Operator: Okay. Thank you. The following question comes from Ygor de Araujo, sell-side analyst from Genial Investimentos. Ygor, we’re going to open your audio so that you can ask your question, please proceed.
Ygor de Araujo: Hi, guys. Thank you for taking my question. Congratulations on the agreements with lessors. Just a quick follow-up on the previous question. Last year, you talk about a reduction of around 20% of the leasing costs from A12 E2 aircraft, right. So what I would like to understand is, do we continue with this assumption or does the new agreement change that level of cost reductions. I understand, I don’t need the exact number, but it will probably be last in that right?
John Rodgerson: Yeah. So just highlighting what you talked about, there are several E1s that we’re paying north of $300,000 a month on, right, and this new agreement obviously reduces those to what the current market rate is, but the E2s were coming in at 20% below what we were paying. Obviously, the gap now changes as we’ve reset to market rates across the board, but we are as excited as ever about the E2s, the E2s and extremely profitable aircraft for us going forward. And so the ownership is lower than our historical average for E1s and it produces 18 more seats and on a cost per seat basis, this is down 25%.
Ygor de Araujo: Yeah. It was very clear. Thank you. Thank you very much.
Alex Malfitani: Thank you.
John Rodgerson: Thank you.
Operator: Okay. So the following question now comes from Rogerio Araujor, sell-side analysts from Bank of America. Rogerio we are going to open your audio so that you can ask your question, please proceed.
Rogerio Araujo: Hi, gentlemen. Can you hear me well?
John Rodgerson: Yeah.
Rogerio Araujo: Okay, great. Congratulations for today’s announcements. So I have actually a follow-up on this restructuring, I know you guys are going to provide more details when it’s concluded, but only at direction on the expected impact on the balance sheet.
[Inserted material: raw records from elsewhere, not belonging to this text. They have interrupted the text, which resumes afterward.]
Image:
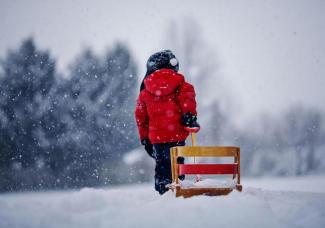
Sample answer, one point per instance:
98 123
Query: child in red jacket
165 113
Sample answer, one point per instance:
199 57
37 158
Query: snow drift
140 206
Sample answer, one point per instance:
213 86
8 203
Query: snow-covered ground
266 202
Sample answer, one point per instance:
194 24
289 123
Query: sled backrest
206 169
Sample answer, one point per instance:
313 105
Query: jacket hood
163 82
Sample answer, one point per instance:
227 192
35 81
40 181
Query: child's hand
148 147
190 122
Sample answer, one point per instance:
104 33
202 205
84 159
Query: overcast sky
271 52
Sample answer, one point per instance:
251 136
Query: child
165 113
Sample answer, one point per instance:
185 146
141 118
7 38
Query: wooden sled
204 169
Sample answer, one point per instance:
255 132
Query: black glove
148 147
190 122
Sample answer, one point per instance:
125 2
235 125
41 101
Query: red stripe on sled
207 169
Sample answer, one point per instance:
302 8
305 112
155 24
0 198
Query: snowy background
69 77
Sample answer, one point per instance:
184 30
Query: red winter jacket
161 104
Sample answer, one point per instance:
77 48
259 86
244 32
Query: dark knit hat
160 60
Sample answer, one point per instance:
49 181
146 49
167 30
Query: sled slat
207 169
205 151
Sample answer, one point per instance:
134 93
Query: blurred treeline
73 130
65 131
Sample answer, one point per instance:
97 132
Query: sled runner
204 169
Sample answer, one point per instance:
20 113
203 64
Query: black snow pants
163 173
So we, I understand, there may be a reduction of lease liabilities but also incremental debt instruments, so unexpected balance sheet gains on that, also in terms of operating lease payments, I understand that the deferrals has not been paid so far. So in terms of the level of payments that we see in current results and what is expected on the market-to-market on this repricing on rental rates going to market levels, if the direction is downwards and if it’s going to be relevant somehow? Lastly, if I may, the term negotiations going on with the government in Brazil on taxes on jet fuel, is there any update here on timing and likelihood? Thank you very much.
Alex Malfitani: Sure. So let me start with the expected impact on the balance sheet. Let me talk about it directionally Rogerio. First, we see a lot of people using the balance sheet information, a lot of people using 7 times rent, and I think there is even a segment of investors that are taking the balance sheet and trying to calculate an average discount rate — using an average discount rate to figure it out, right. So let me talk about sort of the balance sheet impact, if you are using IFRS 16 and then 7 times rent impact, so that net debt, gross debt or even leverage was not really the problem, right. The reason why the market has been so nervous and there has been such uncertainty and volatility on our paper was never a leverage and was never the level of debt that we have, right, we were able to issue debt at 7.375, like John mentioned, when our leverage was in the double digits and now that we are starting with a 5 heading to start with a 4, even before the restructuring, the market is a lot more nervous.